To say that Glave’s argument is raising eyebrows in the legal community is an understatement.
Amy Margolis, an attorney who specializes in cannabis law, said it was certainly an unusual defense.
“I will hand it to the lawyer that that is an extremely creative argument, but beyond that, it is absolutely ridiculous,” she said. “The bottom line is, if they had not behaved so poorly, they would not be concerned about their privacy being violated.”
Margolis, who is involved in the Dispensary Rules Advisory Board and the Better People panel on the state of medical marijuana, added: “If they had come in, served the search warrant, let the woman in the wheelchair wheel herself out, and they didn’t eat some edibles and play a game of darts, they would have no need to be asserting this claim. They are only asserting a claim of privacy because they are so ashamed of their behavior.”
It’s almost funny, especially if you weren’t in the dispensary that day, or if you didn’t have to defend Sky High against the charges. (An arraignment on the misdemeanor charges, which carry a maximum sentence of six months in jail and a $500 fine, is set for Monday, August 10.)
“This whole idea that there is a right to privacy to violate the law is absolutely nuts,” says Matt Pappas, the lawyer for Sky High, who sees the aggressive tactics of police in this case as emblematic of how dispensaries are being treated throughout Southern California. “The fact that they missed certain cameras does not vitiate the right of the business to be videotaping and have their video surveillance going.
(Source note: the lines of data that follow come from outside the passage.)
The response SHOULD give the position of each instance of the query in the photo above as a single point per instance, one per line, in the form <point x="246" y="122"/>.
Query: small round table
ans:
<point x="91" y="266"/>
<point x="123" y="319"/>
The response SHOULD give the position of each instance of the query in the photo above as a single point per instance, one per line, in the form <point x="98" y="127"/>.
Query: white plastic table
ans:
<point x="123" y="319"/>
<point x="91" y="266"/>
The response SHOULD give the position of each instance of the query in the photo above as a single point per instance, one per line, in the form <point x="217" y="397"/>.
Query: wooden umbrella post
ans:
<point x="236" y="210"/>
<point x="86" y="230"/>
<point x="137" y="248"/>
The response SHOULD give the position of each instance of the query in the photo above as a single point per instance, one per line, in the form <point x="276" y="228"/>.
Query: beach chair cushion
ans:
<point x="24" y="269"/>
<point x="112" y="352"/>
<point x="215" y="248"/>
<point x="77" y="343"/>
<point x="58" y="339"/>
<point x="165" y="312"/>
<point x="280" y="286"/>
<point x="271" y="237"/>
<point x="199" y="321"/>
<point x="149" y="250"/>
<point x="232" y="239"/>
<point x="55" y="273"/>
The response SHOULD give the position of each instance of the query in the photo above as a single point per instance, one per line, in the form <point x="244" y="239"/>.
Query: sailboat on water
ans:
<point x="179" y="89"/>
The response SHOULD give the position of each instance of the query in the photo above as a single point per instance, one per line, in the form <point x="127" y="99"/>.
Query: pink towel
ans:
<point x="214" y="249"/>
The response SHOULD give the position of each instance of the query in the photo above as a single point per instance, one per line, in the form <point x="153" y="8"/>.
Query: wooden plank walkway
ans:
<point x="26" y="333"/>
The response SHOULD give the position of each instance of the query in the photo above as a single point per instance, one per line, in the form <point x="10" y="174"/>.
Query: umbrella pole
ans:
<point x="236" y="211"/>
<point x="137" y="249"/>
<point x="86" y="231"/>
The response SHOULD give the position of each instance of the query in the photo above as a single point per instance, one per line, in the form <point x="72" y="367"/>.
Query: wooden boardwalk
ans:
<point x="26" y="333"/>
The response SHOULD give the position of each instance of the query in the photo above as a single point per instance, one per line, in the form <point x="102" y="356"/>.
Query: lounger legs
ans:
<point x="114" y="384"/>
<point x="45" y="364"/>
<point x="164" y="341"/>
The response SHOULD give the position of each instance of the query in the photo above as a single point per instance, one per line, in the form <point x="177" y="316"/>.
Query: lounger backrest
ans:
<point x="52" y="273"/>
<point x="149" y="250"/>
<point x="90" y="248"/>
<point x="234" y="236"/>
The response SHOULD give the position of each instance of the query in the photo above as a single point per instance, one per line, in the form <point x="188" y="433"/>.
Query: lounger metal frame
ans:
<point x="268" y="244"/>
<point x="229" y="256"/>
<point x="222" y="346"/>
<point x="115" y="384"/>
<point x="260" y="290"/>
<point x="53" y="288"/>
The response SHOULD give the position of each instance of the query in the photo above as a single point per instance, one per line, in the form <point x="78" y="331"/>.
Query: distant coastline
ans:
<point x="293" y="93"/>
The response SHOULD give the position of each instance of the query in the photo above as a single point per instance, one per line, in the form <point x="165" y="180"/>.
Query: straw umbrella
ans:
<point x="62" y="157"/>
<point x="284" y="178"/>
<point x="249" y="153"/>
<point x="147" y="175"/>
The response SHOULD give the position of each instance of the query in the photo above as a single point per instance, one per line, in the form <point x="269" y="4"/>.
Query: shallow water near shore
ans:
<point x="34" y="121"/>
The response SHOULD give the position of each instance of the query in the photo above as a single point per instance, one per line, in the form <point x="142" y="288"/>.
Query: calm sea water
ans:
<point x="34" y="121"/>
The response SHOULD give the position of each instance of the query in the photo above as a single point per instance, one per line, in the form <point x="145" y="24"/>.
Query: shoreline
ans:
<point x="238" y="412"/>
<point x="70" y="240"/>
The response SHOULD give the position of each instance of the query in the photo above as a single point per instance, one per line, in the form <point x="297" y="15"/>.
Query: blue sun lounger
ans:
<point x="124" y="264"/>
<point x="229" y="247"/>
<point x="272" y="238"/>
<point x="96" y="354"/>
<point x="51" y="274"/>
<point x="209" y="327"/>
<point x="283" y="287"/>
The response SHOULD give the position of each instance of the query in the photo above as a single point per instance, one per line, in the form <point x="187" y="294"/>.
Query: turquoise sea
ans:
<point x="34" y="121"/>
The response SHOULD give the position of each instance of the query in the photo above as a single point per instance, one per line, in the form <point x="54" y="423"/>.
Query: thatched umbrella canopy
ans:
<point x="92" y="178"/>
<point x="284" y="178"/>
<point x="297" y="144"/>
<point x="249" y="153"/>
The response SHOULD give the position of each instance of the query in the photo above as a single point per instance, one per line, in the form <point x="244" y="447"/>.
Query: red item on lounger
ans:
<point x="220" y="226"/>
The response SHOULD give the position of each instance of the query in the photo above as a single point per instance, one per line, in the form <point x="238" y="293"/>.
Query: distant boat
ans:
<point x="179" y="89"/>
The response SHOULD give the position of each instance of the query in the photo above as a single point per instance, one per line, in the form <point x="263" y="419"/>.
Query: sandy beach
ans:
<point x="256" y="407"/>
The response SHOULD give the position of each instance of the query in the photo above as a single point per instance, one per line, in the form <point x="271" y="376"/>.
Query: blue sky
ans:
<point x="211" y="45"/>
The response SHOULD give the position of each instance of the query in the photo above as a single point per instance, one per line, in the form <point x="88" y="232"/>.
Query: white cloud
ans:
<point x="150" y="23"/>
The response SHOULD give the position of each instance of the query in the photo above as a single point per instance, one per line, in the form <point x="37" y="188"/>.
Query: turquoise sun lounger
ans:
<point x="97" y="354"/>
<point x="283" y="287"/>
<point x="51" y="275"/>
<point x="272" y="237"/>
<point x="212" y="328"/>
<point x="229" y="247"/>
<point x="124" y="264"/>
They don’t have some extra right of privacy because they are police officers.”
A spokesperson for the Santa Ana Police Department, who are defendants in the case brought by the police union, did not return The Daily Beast’s repeated calls for comment.
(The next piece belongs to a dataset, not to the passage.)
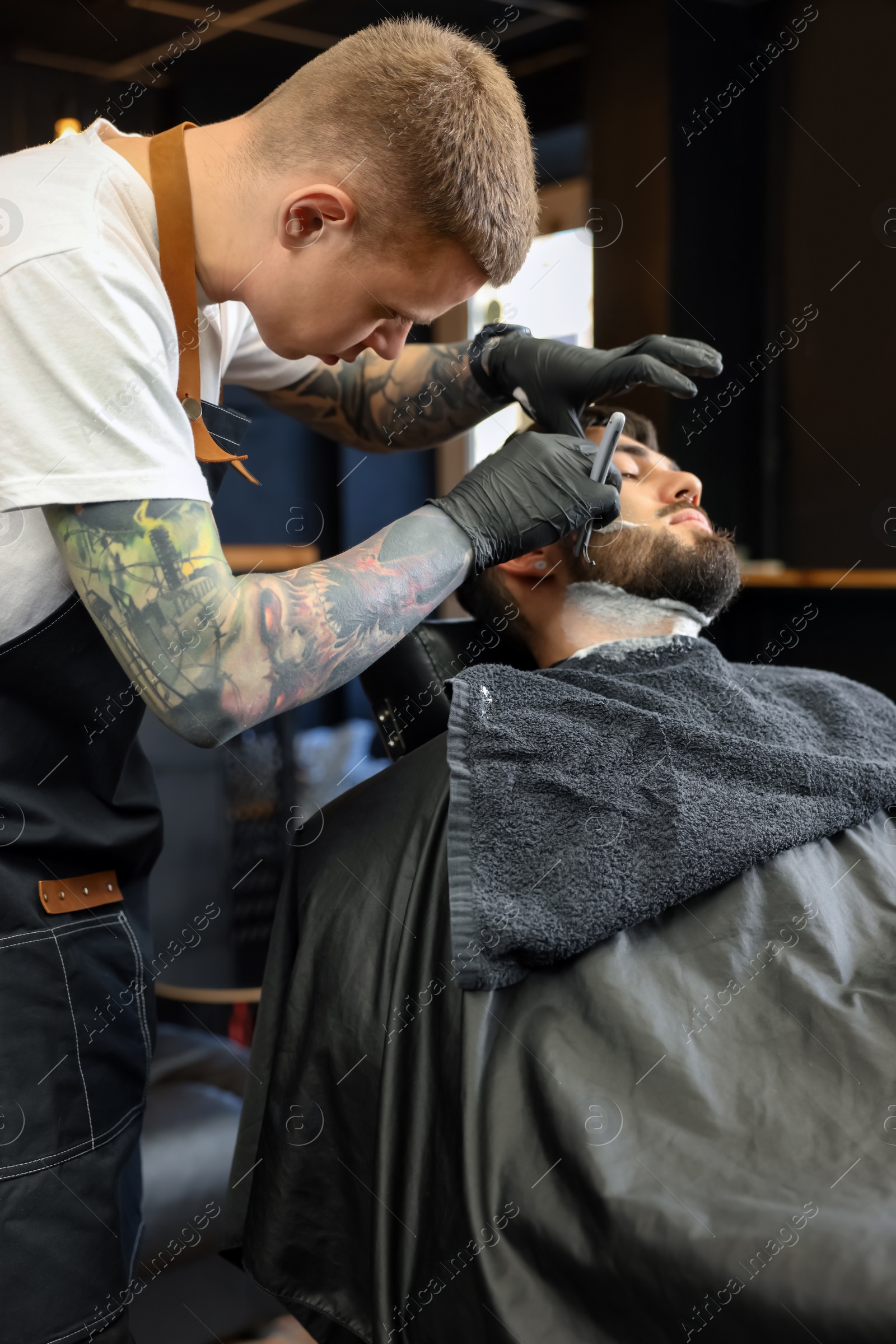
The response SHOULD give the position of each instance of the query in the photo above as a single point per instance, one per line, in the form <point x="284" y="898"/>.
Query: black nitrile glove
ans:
<point x="554" y="382"/>
<point x="531" y="492"/>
It turns out, cops do not have the super human ability to resist the effects of Bhang Bars.
According to Marla James, who has seen the entirety of the tape several times, the portion that has yet to be made public may be the most damning, if perhaps the most boring.
Sometime after the three officers apparently consumed the edibles, one of them discovered a top that was in the dispensary and put it on the counter and started spinning it on the counter top. When it tipped over and stopped, one of them would pick it up and start spinning it again.
“This went on for, like, 15 minutes,” says James. “They just stared at the thing while it spun on the counter.”